Mais il faut le dire franchement: malgré tout ça, parfois ça paye sur l’indicateur… et parfois pas. Et ça, ça peut sembler décourageant, mais ce n’est pas ingrat.
Ceux qui me connaissent de près savent que je suis une adepte de course à pied, surtout depuis l’arrivée dans ma vie d’un berger australien hyperactif. J’ai couru des centaines de kilomètres l’an dernier… pour constater des temps plus lents qu’il y a quelques années. L’impression de faire tout ce qu’il faut, sans voir les progrès escomptés. Comme en production laitière, on peut avoir le sentiment que la courbe des efforts ne suit pas toujours celle des résultats.
Le mois dernier se terminaient les Jeux olympiques de Milan-Cortina. Sur près de 3 500 athlètes, 137 ont remporté une médaille d’or : 98 % d’entre eux ne sont pas montés sur la plus haute marche. Pourtant, chacun a livré le meilleur de lui-même. Chacun a inspiré quelqu’un. Chacun a avancé.

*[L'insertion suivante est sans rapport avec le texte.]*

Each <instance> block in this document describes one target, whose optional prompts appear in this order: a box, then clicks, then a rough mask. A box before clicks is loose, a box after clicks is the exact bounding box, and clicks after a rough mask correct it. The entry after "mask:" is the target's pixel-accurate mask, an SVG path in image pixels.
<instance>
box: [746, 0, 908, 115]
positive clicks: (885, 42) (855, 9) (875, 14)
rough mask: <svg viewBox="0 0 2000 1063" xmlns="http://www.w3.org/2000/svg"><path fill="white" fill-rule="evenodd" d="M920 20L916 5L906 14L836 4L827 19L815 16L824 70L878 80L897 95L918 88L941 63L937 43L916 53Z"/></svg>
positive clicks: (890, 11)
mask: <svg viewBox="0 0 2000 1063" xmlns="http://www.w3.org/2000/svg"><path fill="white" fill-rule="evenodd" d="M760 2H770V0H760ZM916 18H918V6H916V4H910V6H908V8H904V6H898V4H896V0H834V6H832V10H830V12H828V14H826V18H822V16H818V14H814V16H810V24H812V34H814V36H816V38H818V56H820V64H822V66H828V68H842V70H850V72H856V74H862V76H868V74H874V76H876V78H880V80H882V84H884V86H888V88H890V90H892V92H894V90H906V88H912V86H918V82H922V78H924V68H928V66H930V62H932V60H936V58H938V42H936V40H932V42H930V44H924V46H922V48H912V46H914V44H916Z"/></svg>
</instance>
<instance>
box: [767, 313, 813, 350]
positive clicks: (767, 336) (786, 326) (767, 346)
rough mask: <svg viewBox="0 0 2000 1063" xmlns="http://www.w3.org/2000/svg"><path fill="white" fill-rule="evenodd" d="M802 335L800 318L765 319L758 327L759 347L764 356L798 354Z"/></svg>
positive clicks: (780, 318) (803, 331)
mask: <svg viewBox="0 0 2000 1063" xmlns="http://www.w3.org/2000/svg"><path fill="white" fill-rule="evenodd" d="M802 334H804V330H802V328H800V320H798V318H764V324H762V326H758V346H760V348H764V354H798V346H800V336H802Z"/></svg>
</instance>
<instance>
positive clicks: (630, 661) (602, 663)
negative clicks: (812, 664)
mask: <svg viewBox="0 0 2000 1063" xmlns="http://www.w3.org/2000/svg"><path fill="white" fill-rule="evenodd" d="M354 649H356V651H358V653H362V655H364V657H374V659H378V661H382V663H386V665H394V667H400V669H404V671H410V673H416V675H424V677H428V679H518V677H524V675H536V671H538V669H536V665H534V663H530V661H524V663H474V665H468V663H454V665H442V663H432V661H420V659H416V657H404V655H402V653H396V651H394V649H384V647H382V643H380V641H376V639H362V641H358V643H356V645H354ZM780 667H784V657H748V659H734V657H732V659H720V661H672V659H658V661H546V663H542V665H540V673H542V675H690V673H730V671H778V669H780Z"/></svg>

Ceci me rappelle que l’indicateur de performance n’est peut-être pas toujours celui que l’on croit. Ni la véritable mesure du « pourquoi » derrière ce que nous faisons. Avec la course, j’ai entretenu ma santé, dans le plaisir. Les athlètes olympiques ont, eux aussi, accompli bien davantage que le simple verdict d’un podium.
Comme producteur laitier, même si tous les kilos et tous les dollars n’étaient pas au rendez-vous cette année, vous avez peut-être gagné là où ça compte réellement. Une meilleure efficacité qui vous permet de prendre vos repas en famille. Une étable où il est agréable de travailler avec des animaux confortables. Une relève potentielle qui est inspirée par ses parents travaillant chaque jour dans ce qu’ils aiment. Rien de ça ne se voit dans un tableau Excel et pourtant ce sont des accomplissements majeurs.
Le métier de producteur de lait n’est pas ingrat. Il est exigeant et demande une ténacité silencieuse, jour après jour, pour vous améliorer. Et le progrès se mesure autant en chiffres qu’en sourires.
Continuez d’apprendre. Continuez d’essayer. Continuez de vous entourer. Le progrès, c’est un marathon de toute façon!